# 41 Magnum Factory Ammo



## 7dawg9 (Aug 19, 2012)

Looking for recommendations on factory ammo for whitetail hunting.


----------



## Hunter454 (Aug 19, 2012)

I think the Hornady XTP would be an excellent round, I've only shot them out of my 44 mag rifle but hope to do some "research" with my handgun this season, I've been very impressed with the bullet thus far


----------



## SCDieselDawg (Aug 20, 2012)

I shoot the 210 grain soft point from Remington in mine but have no experience with it on an animal yet.


----------



## pacecars (Aug 21, 2012)

Corbon 250gr hardcast loads

http://www.ammunitiontogo.com/product_info.php/pName/20rds-41-mag-corbon-hunter-250gr-hard-cast-ammo

http://www.shopcorbon.com/CORBON-Hunter/41-Rem-Mag-250gr-CORBON-Hunter-HC/HT41250HC-20/300/Product


----------



## frankwright (Aug 21, 2012)

I have successfully killed deer with the .41 magnum using the Hornady XTP, The Remington JSP and a hard cast SWC.
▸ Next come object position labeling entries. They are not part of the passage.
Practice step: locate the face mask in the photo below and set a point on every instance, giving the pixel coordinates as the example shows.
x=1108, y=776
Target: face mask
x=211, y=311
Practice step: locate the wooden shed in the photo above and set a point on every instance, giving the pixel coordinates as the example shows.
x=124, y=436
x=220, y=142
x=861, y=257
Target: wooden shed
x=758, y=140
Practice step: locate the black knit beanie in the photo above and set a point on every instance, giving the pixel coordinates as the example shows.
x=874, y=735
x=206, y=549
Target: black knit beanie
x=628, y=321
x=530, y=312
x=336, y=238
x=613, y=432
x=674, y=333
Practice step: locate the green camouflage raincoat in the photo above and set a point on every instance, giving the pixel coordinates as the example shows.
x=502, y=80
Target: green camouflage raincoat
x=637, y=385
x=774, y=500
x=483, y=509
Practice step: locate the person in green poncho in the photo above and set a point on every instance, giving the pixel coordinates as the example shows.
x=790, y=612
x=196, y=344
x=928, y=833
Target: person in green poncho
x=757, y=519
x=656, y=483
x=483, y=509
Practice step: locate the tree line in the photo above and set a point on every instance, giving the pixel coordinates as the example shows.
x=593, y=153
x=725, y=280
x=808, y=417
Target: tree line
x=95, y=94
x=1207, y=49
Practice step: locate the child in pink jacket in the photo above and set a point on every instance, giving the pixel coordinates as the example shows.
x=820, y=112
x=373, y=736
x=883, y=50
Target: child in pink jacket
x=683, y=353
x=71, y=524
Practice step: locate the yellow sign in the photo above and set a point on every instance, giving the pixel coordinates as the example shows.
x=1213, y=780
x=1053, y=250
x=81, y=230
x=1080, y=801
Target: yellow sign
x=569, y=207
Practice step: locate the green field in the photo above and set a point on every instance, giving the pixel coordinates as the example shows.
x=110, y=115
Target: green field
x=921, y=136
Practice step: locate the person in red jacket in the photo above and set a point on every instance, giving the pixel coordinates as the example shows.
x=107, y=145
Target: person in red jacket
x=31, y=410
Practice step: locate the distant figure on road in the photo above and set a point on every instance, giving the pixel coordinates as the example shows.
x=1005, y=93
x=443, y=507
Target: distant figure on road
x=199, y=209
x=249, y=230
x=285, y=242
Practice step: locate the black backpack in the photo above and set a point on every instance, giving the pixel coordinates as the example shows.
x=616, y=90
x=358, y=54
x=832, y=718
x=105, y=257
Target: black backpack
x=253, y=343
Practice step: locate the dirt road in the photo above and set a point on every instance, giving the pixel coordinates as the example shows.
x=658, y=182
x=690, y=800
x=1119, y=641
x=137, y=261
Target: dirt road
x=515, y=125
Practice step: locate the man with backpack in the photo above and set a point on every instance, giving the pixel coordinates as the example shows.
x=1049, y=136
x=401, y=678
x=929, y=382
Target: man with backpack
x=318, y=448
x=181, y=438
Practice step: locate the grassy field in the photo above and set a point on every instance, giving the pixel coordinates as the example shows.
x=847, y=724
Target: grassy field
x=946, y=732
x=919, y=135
None killed the deer any quicker or better than the other. They always go right down if you hit them right. 

I actually lean towards the JSP over the XTP. The XTP is designed to penetrate a certain distance and then rapidly expand to cause massive damage to stop a human and it does that very well.
A JSP will allow the soft nose to expand making a big hole but it will also penetrate more in my experiences, and usually exit the deer leaving a nice blood trail if you needed it. The SWC will do about the same.

But like I originally said, any of them will work very well if you do your part. Good Luck!


----------



## Larry Rooks (Sep 4, 2012)

I like the cast SWC better than anything for hunting, LOTS cheaper, penetrate very well and do as much
internal damage as any other if you consider the penetration too.  A HP may expand more but usually
penetration is less.  You gotta have that penetration and
preferably that EXIT hole too.  I have yet to have a deer or hog walk away from a 215 gr cast SWC in 41 mag.
I also use em in any other hunting handgun, 275 gr in 44 mag, 255 gr SWC in 45 Colt, 180 gr SILH in 357 mag


----------



## kweidner (Oct 18, 2012)

the barnes 180 works great too.  A little pricey though. Xtp, deep curl speer or barnes will all get the job done factory wise.  Never had one walk away.  Furthest one ever went with any was about 30 yds.  Been casting for years now but somehow always end up shooting them with the jacketed.  It's always just worked.  I am about to order a mould from accurate for my .41.  Swc will do it to from what i have read.  All i shoot in my sbh 44 is my cast.  I keep it on my hip during rifle season if I have rifle with me.  If hadgun only I take my custom 29 or my 741 dw.


----------